Por otro lado, en términos del empleo público provincial, durante 2024, pasó de 88.918 a 89.051, lo que significa que creció en un 0,1 porciento o 133 empleados. En este sentido, llama la atención que los empleos de autoridades superiores hayan disminuido casi un 20 porciento, en exagerada contraposición con la Legislatura, cuando todos los demás se mantuvieron en niveles casi iguales.
Si bien la planta permanente tuvo una disminución de 358 puestos y el transitorio de 625, los contratos aumentaron en 383 y los suplentes en 733, mientras que, a nivel regional, Entre Ríos tiene 62 empleados públicos cada mil habitantes, Santa Fe tiene 43 y Córdoba, 33.

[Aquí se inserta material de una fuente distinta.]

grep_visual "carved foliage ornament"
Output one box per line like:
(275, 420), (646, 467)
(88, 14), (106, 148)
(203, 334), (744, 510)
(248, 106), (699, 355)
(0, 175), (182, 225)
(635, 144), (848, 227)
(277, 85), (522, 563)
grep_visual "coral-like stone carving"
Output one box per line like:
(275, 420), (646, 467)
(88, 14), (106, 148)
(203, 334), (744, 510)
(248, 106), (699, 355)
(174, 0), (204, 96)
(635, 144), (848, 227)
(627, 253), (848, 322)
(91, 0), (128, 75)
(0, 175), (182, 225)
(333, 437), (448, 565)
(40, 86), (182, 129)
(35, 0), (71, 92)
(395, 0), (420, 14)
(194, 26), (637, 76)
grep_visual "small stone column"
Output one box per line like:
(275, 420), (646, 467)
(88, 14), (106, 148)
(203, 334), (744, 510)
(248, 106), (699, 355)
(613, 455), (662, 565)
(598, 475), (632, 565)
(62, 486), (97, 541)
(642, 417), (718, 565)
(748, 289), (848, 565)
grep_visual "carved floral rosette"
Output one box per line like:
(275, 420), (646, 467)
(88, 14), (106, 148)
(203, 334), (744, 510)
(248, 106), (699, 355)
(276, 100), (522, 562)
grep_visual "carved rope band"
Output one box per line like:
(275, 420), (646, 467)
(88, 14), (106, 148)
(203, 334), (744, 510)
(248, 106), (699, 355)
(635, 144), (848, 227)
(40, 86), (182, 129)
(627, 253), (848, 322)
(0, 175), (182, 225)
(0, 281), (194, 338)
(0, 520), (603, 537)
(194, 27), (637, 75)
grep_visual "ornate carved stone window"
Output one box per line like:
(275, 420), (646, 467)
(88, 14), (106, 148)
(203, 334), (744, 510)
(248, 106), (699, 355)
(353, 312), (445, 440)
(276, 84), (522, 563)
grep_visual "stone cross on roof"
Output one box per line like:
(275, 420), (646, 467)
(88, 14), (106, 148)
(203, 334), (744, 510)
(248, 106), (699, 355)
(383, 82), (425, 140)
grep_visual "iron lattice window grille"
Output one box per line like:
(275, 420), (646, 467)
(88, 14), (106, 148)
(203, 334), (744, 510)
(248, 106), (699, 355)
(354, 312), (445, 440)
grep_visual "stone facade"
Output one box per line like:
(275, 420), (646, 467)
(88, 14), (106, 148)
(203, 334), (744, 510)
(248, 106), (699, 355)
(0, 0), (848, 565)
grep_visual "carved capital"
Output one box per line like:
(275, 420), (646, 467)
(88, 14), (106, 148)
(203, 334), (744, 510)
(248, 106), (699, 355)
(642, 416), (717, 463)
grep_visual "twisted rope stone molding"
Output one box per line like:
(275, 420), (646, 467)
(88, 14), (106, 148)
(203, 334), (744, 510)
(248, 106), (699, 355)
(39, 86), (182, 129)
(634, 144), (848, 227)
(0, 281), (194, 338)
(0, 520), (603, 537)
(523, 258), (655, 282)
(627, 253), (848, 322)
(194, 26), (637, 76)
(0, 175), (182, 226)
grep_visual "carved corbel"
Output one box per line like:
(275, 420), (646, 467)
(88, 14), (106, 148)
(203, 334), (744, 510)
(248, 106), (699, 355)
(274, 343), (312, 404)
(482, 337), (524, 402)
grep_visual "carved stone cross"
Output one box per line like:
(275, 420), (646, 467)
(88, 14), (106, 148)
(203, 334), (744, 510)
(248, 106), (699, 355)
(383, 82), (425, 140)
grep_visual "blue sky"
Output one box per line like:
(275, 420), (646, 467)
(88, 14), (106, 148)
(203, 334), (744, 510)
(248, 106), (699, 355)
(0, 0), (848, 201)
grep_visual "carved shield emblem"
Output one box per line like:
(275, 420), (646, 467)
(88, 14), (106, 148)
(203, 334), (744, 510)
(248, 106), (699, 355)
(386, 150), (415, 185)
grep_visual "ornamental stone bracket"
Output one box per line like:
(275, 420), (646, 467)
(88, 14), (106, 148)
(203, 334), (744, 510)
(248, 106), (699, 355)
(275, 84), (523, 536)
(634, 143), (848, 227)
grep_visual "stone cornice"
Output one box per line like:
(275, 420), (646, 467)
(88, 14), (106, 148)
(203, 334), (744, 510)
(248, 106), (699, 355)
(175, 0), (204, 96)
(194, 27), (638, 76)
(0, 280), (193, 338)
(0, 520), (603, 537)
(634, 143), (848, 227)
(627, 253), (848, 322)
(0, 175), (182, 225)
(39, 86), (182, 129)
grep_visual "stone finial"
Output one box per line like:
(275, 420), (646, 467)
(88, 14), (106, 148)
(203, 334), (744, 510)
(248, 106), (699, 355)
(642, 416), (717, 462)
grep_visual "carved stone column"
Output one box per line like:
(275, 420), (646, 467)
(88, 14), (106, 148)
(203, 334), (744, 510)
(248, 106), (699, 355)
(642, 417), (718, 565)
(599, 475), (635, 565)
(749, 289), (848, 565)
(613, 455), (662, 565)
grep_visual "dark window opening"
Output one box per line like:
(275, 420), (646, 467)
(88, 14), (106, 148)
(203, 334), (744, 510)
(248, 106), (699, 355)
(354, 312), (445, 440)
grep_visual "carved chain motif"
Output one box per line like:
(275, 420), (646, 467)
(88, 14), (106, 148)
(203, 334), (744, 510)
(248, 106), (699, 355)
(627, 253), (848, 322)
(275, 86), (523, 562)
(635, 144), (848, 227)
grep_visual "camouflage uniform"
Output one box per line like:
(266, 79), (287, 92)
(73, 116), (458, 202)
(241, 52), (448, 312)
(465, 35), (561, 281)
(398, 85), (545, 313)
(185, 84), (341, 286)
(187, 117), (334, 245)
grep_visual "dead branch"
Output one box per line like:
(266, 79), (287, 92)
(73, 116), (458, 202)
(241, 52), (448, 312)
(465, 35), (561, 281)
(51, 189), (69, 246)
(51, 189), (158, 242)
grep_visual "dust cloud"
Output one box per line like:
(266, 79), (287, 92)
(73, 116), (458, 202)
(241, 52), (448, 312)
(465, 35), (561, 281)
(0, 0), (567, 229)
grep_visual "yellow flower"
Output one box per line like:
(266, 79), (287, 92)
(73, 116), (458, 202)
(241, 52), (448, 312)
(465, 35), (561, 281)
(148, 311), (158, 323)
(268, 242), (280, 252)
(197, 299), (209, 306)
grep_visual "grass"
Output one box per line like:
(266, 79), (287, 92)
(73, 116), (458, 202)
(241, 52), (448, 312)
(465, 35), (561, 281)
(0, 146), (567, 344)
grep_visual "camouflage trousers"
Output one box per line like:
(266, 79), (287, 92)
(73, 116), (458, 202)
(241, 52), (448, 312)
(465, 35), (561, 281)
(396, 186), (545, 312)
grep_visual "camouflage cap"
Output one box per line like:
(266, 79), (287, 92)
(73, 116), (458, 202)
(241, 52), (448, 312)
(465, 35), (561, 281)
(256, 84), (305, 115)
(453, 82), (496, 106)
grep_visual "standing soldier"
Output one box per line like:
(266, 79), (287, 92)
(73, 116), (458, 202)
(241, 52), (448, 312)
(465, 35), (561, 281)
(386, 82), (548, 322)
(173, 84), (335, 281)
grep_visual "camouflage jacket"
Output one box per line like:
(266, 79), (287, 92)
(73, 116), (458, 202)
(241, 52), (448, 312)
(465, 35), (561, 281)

En el caso de la Legislatura entrerriana, durante 2024, en planta permanente, pasó de 471 empleados a 426, lo que significa 45 menos, mientras que los transitorios pasaron de 10 a 30, y los empleados contratados de 18 a 523. En total, los legislativos aumentaron en 480 empleados, un 96,2 porciento.
En síntesis, la gestión Frigerio, a diferencia del discurso, en 2024 no ha logrado contrarrestar la crisis económica nacional con un desarrollo del sector privado, ni ha recortado uno de los principales ítems del gasto público, y tampoco parece haberlo hecho en lo que va del 2025, razón por la cual la provincia ni siquiera pudo modificar su calificación para un préstamo razonable.
“Ah, pero Urribarri”, dicen, y agregan: “Ah, pero Bordet…”.